U46619-induced Contractile Responses in Rat Pulmonary Arteries: Influence of the Endothelium

Christopher McKenzie, Allan McDonald, Angus Shaw
Glasgow Caledonian University, Glasgow, United Kingdom

Thromboxane A2 (TXA2) is a pulmonary vasoconstrictor that has been implicated in the development of pulmonary hypertension (Roy and Courier, 2006). The present studyinvestigated the involvement of the inositol 1,4,5-trisphosphate (IP3) receptor chloride, voltage-operated calcium (VOCC) and store-operated calcium channels (SOCC) in the contractile response of rat pulmonary arteries to the TXA2 mimetic, U46619. Concentration response curves (CRC) were constructed for U46619 in the presence or absence of the chloride channel blocker, niflumic acid (NFA), the VOCC blocker, nifedipine, the IP3 receptor antagonist 2-APB and the SOCC blocker, SKF-96365. To investigate the influence of the endothelium on the contractile mechanisms, experiments were performed in endothelium-intact and denuded arteries.

Male Wistar rats (200-250 g) were killed by cervical dislocation. Ring segments 0.2-0.4cm in diameter were mounted on a small vessel wire myograph with a resting tension of 9.81mN in Krebs-Henseleit physiological salt solution at 37°C and gassed with 95/5% O2/CO2. Changes in isometric tension were recorded using Powerlab data collection and Chart 5 software. Tissues were allowed to equilibrate for 1 hour and then contracted with 60mM KCl then washed. Tissues were incubated with drugs for 45mins, and CRCs to U46619 were then constructed. The endothelium was denuded by gentle abrasion of the intimal surface. Results are expressed as a percentage of the KCl-induced contraction and are the means ± S.E.M. Statistical analysis was carried out using Student’s t-test and p<0.05 is considered significant.

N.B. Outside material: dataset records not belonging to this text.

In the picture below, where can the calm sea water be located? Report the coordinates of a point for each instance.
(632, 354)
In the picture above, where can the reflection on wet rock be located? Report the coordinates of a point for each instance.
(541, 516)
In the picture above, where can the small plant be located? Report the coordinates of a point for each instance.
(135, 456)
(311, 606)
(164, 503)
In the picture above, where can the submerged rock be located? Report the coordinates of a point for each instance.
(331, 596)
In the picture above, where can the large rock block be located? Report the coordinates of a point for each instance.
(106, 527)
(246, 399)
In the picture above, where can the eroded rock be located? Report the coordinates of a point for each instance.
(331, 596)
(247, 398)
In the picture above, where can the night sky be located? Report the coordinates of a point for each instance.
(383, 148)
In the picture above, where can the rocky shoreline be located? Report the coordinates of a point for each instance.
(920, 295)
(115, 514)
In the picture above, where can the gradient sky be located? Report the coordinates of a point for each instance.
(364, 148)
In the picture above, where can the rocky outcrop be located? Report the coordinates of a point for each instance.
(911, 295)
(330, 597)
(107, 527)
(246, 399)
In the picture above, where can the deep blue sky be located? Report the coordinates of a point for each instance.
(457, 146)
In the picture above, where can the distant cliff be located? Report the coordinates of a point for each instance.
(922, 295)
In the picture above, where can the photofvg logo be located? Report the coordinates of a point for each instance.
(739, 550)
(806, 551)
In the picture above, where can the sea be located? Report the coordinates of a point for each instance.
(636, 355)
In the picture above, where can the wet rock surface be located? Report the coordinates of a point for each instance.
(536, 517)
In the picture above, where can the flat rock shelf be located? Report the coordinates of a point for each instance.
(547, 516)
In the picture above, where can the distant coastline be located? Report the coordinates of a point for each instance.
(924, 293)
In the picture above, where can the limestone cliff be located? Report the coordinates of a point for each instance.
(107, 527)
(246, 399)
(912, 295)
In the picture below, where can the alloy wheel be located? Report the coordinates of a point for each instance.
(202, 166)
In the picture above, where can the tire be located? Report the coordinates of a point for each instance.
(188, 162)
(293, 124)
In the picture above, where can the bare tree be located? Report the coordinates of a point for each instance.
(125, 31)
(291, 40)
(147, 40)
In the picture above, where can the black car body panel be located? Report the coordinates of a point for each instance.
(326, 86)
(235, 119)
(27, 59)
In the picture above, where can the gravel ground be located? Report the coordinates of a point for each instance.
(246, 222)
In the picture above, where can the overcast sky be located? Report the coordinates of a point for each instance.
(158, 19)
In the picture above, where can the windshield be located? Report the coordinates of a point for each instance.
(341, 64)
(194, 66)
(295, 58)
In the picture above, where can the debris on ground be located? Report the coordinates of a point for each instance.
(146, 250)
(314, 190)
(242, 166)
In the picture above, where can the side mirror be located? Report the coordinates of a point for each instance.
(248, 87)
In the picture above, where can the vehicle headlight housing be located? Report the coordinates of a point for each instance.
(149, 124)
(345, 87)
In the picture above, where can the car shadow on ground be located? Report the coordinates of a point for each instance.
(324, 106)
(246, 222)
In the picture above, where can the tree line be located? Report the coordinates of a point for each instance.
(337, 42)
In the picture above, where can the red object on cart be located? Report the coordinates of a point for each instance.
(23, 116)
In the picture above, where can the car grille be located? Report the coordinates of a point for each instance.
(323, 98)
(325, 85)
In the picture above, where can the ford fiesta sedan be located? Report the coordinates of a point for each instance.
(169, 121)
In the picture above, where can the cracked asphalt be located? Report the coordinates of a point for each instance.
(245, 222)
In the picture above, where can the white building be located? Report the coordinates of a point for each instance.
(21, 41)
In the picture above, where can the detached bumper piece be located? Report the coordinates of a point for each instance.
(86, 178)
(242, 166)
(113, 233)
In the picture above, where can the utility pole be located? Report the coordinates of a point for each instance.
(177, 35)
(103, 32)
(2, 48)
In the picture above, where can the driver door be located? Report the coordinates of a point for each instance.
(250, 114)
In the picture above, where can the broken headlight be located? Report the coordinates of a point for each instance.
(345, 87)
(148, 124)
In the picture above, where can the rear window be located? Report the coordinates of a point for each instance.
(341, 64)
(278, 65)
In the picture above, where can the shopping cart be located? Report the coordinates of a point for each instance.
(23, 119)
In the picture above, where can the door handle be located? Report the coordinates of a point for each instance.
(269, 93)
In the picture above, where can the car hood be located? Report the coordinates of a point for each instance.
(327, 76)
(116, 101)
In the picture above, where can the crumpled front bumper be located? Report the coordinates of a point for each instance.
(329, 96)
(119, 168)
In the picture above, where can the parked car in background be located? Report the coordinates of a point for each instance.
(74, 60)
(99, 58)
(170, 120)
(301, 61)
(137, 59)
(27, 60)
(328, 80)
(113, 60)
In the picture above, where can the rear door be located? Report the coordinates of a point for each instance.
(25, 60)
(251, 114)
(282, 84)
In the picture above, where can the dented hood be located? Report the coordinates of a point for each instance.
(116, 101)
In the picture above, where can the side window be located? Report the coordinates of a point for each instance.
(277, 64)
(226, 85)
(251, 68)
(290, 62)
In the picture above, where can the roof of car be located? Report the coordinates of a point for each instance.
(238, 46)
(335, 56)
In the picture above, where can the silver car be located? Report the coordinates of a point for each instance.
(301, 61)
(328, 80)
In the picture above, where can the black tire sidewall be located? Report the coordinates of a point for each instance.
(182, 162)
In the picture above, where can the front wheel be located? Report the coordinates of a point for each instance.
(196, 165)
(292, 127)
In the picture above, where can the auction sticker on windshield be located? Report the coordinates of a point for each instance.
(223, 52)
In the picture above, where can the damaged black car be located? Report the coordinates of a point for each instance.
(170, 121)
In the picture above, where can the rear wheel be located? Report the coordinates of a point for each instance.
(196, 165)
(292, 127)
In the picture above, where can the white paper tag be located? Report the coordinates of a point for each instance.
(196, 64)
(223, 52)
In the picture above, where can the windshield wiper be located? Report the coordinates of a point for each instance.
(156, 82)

The U46619 (1nM-3μM) CRC was unaffected by nifedipine (1μM), 2-APB (30μM) or NFA (30μM) in endothelium-intact tissue, pEC50 and Rmax, ENDO +, 7.78 ± 0.03, 128 ± 2%, n=5 (p<0.05). Removal increased the sensitivity to U46619 and this curve was shifted to the right and the maximum response reduced by 2-APB or nifedipine and markedly reduced by the combination of both 2-APB and nifedipine, pEC50 and Rmax, ENDO -, 8.24 ± 0.05, 123 ± 3%, n=5; 2-APB, 7.9 ± 0.09, 103 ± 4%, n=5 (p<0.05); nifedipine, 7.2 ± 0.06, 103 ± 3%, n=5(p<0.05); 2-APB + nifedipine, 6.8 ± 0.1, 56 ± 4%, n=5 (p<0.05). NFA shifted the CRC for U46619 in denuded vessels to the right and reduced the maximum response. Addition of nifedipine to NFA caused no greater inhibition, however addition of 2-APB did, pEC50 and Rmax, ENDO -, 8.24 ± 0.05, 123 ± 3%, n=5; NFA, 7.2 ± 0.06, 103 ± 4%, n=5 (p<0.05); nifedipine + NFA 7.2 ± 0.05, 103 ± 3%, n=5 (p<0.05); 2-APB + NFA, 6.8 ± 0.08, 5 ± 2%, n=5 (p<0.05). The response in endothelium-denuded vessels was unaffected by SKF-96365 (10μM), however a rightward shift and a reduced maximum in was seen in the endothelium-intact vessels, pEC50 and Rmax, ENDO +, 7.8 ± 0.05, 112 ± 2%, n=5; SKF-96365, 7.5 ± 0.08, 71 ± 3, n=5 (p<0.05).

This study suggests that in endothelium-denuded, but not endothelium-intact arteries, the U46619-induced response involves Ca2+ influx through a nifedipine-sensitive VOCC and a 2-APB-sensitive mechanism possibly IP3-mediated Ca2+ release. An NFA-sensitive chloride conductance appears to be important in the activation of this VOCC. The sensitivity of the endothelium-intact response to SKF-96365 may indicate the involvement of Ca2+ entry through SOC channels.